Most people who have worked at the same company for two years and have a minimum credit score of 600 can qualify for a mortgage. Financial experts suggest buying a home over renting because it is a long-term investment that yields equity as well as property, which can be used as collateral. On the other hand, buying a house and getting a mortgage that you can’t comfortably afford can be truly detrimental. It is ideal to review your budget, look at your finances, and only get into a mortgage that you know that you can afford. Continue reading to get more information on how to get the cheapest mortgage possible on your dream home.
Why Credit Matters the Most
It may not be the first factor that mortgage companies consider, but it is the most important. Credit scores are what determine your interest rate and overall mortgage payments. A home loan applicant with a credit score of 750 or more is automatically seen as fiscally responsible, which means there is only a small chance of default. On the other hand, obtaining and maintaining an excellent credit score is a lot of work. Moreover, you aren’t going to achieve a high credit score within a couple of weeks or months, so mortgage companies believe that applicants with better scores are going to be more invested in their personal property. You can get a mortgage with a lower credit score but you will always pay more in interest, which will make your monthly mortgage payments a lot higher.

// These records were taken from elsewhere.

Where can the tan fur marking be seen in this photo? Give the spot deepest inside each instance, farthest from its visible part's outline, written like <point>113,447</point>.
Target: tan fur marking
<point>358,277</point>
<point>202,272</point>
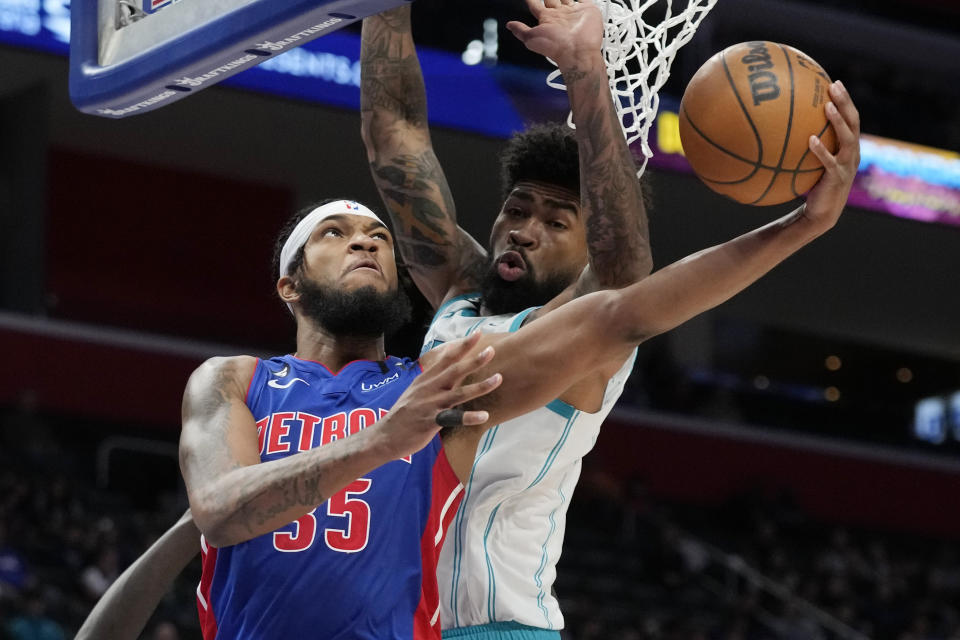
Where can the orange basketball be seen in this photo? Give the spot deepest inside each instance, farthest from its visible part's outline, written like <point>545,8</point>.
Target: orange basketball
<point>745,120</point>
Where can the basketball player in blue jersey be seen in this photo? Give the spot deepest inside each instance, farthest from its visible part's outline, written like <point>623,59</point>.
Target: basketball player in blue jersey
<point>572,223</point>
<point>319,481</point>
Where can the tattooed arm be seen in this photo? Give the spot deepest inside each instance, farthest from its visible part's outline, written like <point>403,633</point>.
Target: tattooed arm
<point>441,257</point>
<point>234,497</point>
<point>611,199</point>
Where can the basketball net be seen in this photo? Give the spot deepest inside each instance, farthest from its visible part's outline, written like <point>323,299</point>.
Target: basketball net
<point>638,57</point>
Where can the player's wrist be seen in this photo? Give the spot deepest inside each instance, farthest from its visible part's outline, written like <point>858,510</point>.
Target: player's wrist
<point>582,63</point>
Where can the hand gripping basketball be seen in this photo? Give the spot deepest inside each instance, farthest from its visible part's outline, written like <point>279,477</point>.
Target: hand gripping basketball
<point>429,403</point>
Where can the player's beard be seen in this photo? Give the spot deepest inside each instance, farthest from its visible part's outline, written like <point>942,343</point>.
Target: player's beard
<point>502,296</point>
<point>363,312</point>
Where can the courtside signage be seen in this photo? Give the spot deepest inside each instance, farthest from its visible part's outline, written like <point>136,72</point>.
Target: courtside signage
<point>210,45</point>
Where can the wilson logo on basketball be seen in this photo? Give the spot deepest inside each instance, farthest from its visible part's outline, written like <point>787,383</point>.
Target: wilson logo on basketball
<point>763,82</point>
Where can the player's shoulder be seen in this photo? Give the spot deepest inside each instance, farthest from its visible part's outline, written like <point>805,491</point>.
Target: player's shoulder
<point>223,371</point>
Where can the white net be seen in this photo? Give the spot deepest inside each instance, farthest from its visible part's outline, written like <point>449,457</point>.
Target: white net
<point>639,54</point>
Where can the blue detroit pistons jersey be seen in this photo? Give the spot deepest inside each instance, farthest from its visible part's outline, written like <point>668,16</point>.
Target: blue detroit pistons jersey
<point>363,563</point>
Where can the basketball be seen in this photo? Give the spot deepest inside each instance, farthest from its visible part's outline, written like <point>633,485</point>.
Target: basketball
<point>746,118</point>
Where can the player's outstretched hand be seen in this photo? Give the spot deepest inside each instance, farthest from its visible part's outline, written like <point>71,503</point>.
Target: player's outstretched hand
<point>567,32</point>
<point>412,422</point>
<point>826,200</point>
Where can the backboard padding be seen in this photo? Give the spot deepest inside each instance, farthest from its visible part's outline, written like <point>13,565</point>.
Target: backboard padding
<point>190,45</point>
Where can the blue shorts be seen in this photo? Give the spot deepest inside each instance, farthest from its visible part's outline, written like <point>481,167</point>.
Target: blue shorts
<point>501,631</point>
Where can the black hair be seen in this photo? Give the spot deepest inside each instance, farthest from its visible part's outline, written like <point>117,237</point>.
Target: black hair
<point>543,153</point>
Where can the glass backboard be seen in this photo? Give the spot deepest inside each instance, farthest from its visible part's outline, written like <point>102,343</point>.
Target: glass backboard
<point>132,56</point>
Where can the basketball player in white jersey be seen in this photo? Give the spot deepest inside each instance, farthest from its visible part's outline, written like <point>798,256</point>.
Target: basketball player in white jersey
<point>555,239</point>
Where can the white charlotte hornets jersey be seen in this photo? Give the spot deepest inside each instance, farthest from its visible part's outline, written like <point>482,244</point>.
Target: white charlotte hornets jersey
<point>499,560</point>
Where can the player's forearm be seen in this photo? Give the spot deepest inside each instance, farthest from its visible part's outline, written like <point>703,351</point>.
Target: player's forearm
<point>699,282</point>
<point>123,611</point>
<point>392,92</point>
<point>250,501</point>
<point>611,196</point>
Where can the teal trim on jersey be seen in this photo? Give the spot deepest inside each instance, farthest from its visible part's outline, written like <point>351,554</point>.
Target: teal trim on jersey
<point>538,576</point>
<point>474,327</point>
<point>520,317</point>
<point>457,551</point>
<point>562,409</point>
<point>443,307</point>
<point>491,579</point>
<point>433,345</point>
<point>556,448</point>
<point>501,631</point>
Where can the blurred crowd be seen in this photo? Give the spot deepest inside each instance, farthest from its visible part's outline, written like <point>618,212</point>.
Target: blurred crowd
<point>63,541</point>
<point>754,568</point>
<point>633,568</point>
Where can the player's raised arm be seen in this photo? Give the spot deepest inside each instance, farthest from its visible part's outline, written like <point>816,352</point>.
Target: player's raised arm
<point>234,497</point>
<point>123,611</point>
<point>439,255</point>
<point>570,33</point>
<point>596,332</point>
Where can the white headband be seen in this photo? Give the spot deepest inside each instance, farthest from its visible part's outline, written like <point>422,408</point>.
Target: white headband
<point>301,232</point>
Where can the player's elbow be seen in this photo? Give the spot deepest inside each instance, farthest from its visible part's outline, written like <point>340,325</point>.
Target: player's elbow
<point>210,518</point>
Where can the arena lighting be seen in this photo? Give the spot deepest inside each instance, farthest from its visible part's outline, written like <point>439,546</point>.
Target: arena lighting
<point>930,420</point>
<point>485,50</point>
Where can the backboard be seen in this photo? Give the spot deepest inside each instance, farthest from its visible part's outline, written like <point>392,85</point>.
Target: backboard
<point>132,56</point>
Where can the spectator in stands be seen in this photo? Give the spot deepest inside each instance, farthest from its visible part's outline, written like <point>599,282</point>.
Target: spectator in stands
<point>33,623</point>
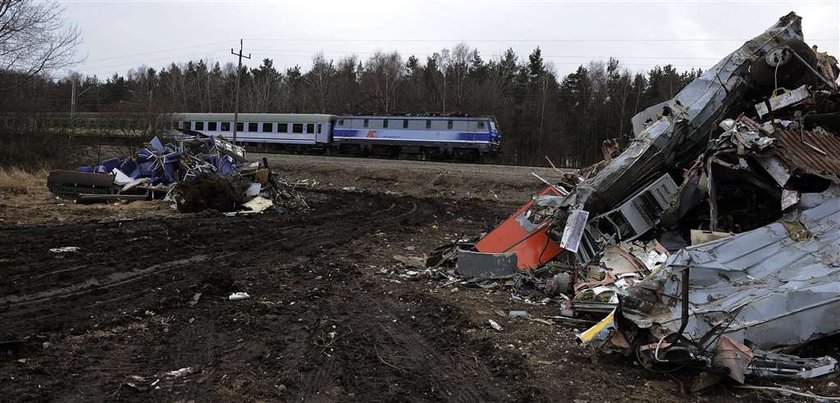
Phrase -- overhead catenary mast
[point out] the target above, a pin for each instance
(236, 99)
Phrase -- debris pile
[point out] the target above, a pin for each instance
(713, 239)
(198, 172)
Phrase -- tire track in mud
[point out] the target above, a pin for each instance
(83, 285)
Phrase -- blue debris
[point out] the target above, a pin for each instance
(168, 164)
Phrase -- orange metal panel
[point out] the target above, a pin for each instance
(532, 245)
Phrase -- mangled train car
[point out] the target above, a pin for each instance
(712, 239)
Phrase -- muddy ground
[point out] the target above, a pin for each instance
(140, 311)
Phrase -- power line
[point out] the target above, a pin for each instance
(238, 72)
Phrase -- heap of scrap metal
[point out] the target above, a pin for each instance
(714, 237)
(197, 172)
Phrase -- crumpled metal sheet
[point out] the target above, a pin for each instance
(682, 135)
(774, 286)
(798, 156)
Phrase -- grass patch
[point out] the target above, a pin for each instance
(20, 181)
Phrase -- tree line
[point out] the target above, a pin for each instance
(539, 112)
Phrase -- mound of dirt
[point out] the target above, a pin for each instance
(211, 192)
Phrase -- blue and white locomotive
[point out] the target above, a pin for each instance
(467, 138)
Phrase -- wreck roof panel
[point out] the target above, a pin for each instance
(799, 156)
(767, 279)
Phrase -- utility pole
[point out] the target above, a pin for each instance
(73, 100)
(236, 101)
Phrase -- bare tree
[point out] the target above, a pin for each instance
(383, 72)
(34, 38)
(319, 79)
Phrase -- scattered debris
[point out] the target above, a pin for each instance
(65, 249)
(238, 296)
(713, 238)
(197, 173)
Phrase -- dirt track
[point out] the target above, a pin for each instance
(331, 315)
(511, 184)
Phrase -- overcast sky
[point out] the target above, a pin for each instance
(121, 34)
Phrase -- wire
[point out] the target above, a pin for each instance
(788, 391)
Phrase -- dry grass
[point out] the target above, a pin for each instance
(20, 181)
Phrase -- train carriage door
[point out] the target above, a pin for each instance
(322, 133)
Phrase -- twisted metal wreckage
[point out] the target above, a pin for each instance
(197, 172)
(714, 237)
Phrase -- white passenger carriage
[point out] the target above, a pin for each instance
(263, 128)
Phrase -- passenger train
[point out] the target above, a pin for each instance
(468, 138)
(459, 137)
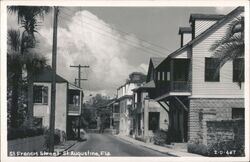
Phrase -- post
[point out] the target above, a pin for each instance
(146, 137)
(53, 86)
(79, 85)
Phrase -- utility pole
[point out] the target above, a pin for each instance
(53, 86)
(79, 85)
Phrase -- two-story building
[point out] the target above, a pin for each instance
(149, 116)
(125, 99)
(68, 102)
(190, 84)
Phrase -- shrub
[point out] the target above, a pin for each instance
(59, 136)
(160, 137)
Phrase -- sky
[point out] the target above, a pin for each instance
(113, 41)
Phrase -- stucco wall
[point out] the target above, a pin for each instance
(204, 109)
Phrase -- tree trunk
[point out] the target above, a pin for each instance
(14, 101)
(30, 100)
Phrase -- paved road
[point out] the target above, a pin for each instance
(108, 145)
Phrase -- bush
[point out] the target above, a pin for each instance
(59, 136)
(160, 137)
(15, 133)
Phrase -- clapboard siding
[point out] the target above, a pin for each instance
(186, 53)
(202, 25)
(225, 87)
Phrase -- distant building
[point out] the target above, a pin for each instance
(187, 85)
(68, 102)
(125, 99)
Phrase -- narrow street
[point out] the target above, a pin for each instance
(108, 145)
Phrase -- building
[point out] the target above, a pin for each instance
(148, 115)
(188, 86)
(186, 81)
(68, 102)
(125, 100)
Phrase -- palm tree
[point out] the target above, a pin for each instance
(231, 46)
(28, 18)
(14, 66)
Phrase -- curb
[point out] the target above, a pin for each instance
(61, 152)
(145, 146)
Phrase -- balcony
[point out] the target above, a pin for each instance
(116, 116)
(180, 86)
(74, 110)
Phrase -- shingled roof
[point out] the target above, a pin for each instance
(185, 30)
(205, 17)
(211, 28)
(46, 76)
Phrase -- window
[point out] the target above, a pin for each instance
(163, 75)
(159, 75)
(238, 70)
(41, 94)
(154, 118)
(168, 76)
(238, 113)
(38, 122)
(211, 73)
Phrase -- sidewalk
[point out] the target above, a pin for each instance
(70, 143)
(171, 151)
(64, 146)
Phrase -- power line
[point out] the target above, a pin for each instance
(143, 40)
(122, 39)
(123, 32)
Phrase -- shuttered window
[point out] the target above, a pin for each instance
(40, 94)
(238, 70)
(212, 74)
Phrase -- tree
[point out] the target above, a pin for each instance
(231, 46)
(28, 18)
(14, 65)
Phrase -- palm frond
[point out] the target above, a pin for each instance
(13, 39)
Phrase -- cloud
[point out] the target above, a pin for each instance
(88, 40)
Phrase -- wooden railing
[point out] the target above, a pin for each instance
(74, 110)
(180, 86)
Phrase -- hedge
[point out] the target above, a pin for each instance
(15, 133)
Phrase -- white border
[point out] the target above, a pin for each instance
(214, 3)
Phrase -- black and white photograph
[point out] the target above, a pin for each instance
(148, 81)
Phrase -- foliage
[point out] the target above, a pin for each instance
(22, 132)
(59, 136)
(21, 55)
(160, 137)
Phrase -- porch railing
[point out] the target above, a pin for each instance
(74, 110)
(180, 86)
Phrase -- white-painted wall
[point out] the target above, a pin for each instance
(225, 87)
(202, 25)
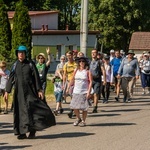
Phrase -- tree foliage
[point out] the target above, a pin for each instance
(5, 33)
(117, 20)
(21, 33)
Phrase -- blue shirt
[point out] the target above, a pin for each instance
(129, 68)
(115, 63)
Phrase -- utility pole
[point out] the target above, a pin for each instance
(84, 26)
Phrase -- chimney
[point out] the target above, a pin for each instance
(67, 27)
(43, 27)
(46, 27)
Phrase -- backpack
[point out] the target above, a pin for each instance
(15, 64)
(95, 68)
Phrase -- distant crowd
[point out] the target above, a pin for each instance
(84, 80)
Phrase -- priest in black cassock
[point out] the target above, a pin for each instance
(31, 112)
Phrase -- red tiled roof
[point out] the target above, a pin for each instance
(140, 41)
(32, 13)
(61, 32)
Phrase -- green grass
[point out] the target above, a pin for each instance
(49, 95)
(50, 87)
(42, 49)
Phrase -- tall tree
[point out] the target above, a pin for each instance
(116, 20)
(21, 33)
(5, 33)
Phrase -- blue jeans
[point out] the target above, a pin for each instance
(58, 96)
(145, 80)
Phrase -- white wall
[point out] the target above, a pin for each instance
(61, 40)
(50, 19)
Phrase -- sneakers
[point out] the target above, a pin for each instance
(117, 99)
(70, 114)
(77, 122)
(82, 124)
(6, 111)
(32, 135)
(124, 100)
(61, 110)
(94, 110)
(21, 136)
(129, 100)
(55, 112)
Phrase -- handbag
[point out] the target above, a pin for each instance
(147, 71)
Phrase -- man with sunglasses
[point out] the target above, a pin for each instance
(43, 66)
(129, 72)
(97, 69)
(68, 69)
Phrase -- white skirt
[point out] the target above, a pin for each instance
(79, 101)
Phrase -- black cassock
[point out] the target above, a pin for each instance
(30, 112)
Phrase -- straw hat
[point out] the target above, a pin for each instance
(40, 54)
(2, 64)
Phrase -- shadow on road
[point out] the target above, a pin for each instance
(65, 135)
(64, 123)
(112, 124)
(6, 131)
(13, 147)
(121, 110)
(4, 128)
(100, 115)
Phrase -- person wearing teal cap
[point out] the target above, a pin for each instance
(31, 113)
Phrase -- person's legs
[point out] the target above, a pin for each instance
(130, 87)
(118, 87)
(143, 82)
(148, 83)
(84, 115)
(32, 134)
(77, 113)
(57, 103)
(124, 86)
(107, 90)
(96, 87)
(103, 93)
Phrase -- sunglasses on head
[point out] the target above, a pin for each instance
(40, 57)
(81, 60)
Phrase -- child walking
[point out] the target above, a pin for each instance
(58, 90)
(4, 75)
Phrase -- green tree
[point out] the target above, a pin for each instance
(5, 33)
(21, 33)
(116, 20)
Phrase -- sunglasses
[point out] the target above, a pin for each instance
(81, 60)
(40, 57)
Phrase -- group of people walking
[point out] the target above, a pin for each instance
(76, 76)
(31, 112)
(84, 79)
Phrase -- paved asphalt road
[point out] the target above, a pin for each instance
(116, 126)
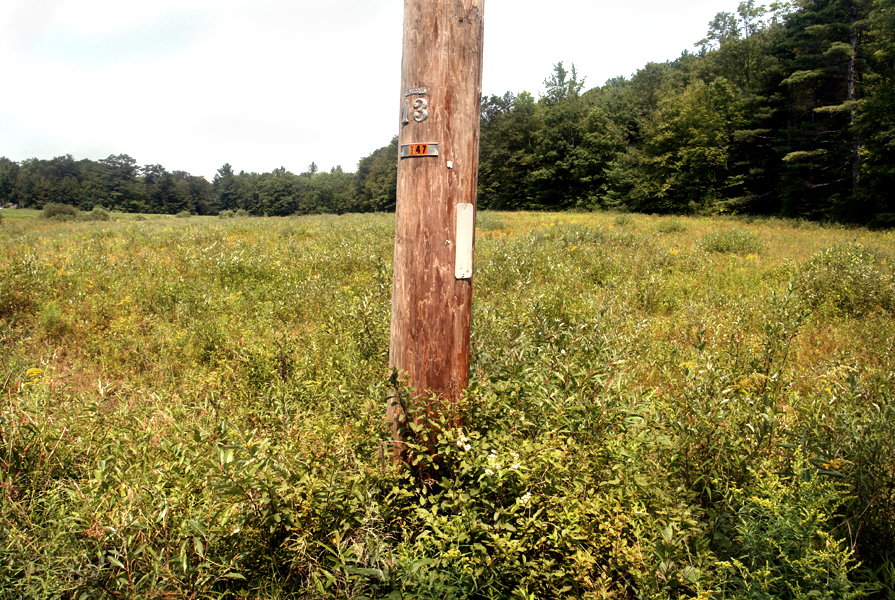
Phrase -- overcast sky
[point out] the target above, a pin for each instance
(259, 84)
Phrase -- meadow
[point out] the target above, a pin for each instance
(659, 407)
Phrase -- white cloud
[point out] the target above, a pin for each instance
(192, 84)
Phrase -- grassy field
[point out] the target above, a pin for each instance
(660, 408)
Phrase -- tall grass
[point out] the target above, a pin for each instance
(194, 408)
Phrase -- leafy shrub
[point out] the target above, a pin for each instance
(60, 212)
(671, 226)
(623, 220)
(789, 548)
(848, 280)
(731, 241)
(97, 214)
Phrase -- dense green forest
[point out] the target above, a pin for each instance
(787, 110)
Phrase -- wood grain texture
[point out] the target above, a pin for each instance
(431, 308)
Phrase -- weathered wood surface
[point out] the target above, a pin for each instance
(430, 307)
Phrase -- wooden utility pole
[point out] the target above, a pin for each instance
(440, 102)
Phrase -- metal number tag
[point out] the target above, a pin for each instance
(419, 106)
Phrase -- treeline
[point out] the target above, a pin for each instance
(784, 111)
(118, 183)
(787, 111)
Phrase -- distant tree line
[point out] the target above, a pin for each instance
(118, 183)
(787, 110)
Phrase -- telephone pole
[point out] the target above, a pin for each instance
(440, 102)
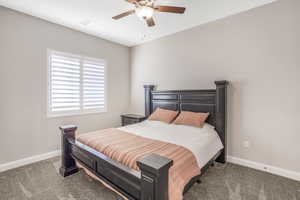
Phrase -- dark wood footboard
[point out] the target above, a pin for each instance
(151, 183)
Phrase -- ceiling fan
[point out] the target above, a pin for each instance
(145, 9)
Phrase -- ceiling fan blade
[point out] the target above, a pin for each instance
(150, 22)
(171, 9)
(130, 12)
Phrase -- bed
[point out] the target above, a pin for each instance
(152, 180)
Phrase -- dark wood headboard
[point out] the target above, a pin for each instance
(212, 101)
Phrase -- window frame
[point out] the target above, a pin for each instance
(82, 111)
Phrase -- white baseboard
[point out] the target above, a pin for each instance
(29, 160)
(266, 168)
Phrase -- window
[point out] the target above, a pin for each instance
(76, 84)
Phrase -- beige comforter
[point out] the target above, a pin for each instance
(127, 148)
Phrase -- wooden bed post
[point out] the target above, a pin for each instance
(154, 177)
(221, 107)
(68, 165)
(148, 99)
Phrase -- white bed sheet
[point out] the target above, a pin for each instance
(203, 142)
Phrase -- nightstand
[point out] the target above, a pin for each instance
(128, 119)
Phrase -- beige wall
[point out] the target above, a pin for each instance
(24, 129)
(259, 53)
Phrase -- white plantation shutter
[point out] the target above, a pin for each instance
(76, 85)
(93, 85)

Maximizing Your Down Payment Amount
Many mortgage programs allow buyers to put as little as 3% down, which might be great for someone who is eager to purchase but doesn’t have much cash. The main problem with putting a nominal amount of money towards the purchase of a home is that it will cost the buyer more in the long run. First and foremost, when less than 20% down is applied to a home purchase, PMI has to be paid each month. So, if you have calculated your mortgage payments to be $1,000 a month but you don’t put 20% down, your PMI insurance could tack an extra $100 or more onto your bill. So really, you will need to adjust your budget and look at homes that are a little less expensive to keep things affordable if you don’t have a larger down payment amount. This is why financial experts urge home shoppers to save as well as work on their credit for as long as it takes to get the best terms.
Applying Mortgage Points
When you come to the table with solid credit, a steady work history, and a good amount of cash in your bank account, you can probably qualify for mortgage points. In short, you want to use mortgage points to make buying a house more affordable. There are a lot of fees that home buyers have to pay when closing on a loan, and mortgage points are often used to greatly reduce those kinds of costs. Additionally, mortgage points can make your mortgage overall less expensive because they can be used to take off points off your interest rates. You should read more here about mortgage points and how they can be applied so that your mortgage is affordable.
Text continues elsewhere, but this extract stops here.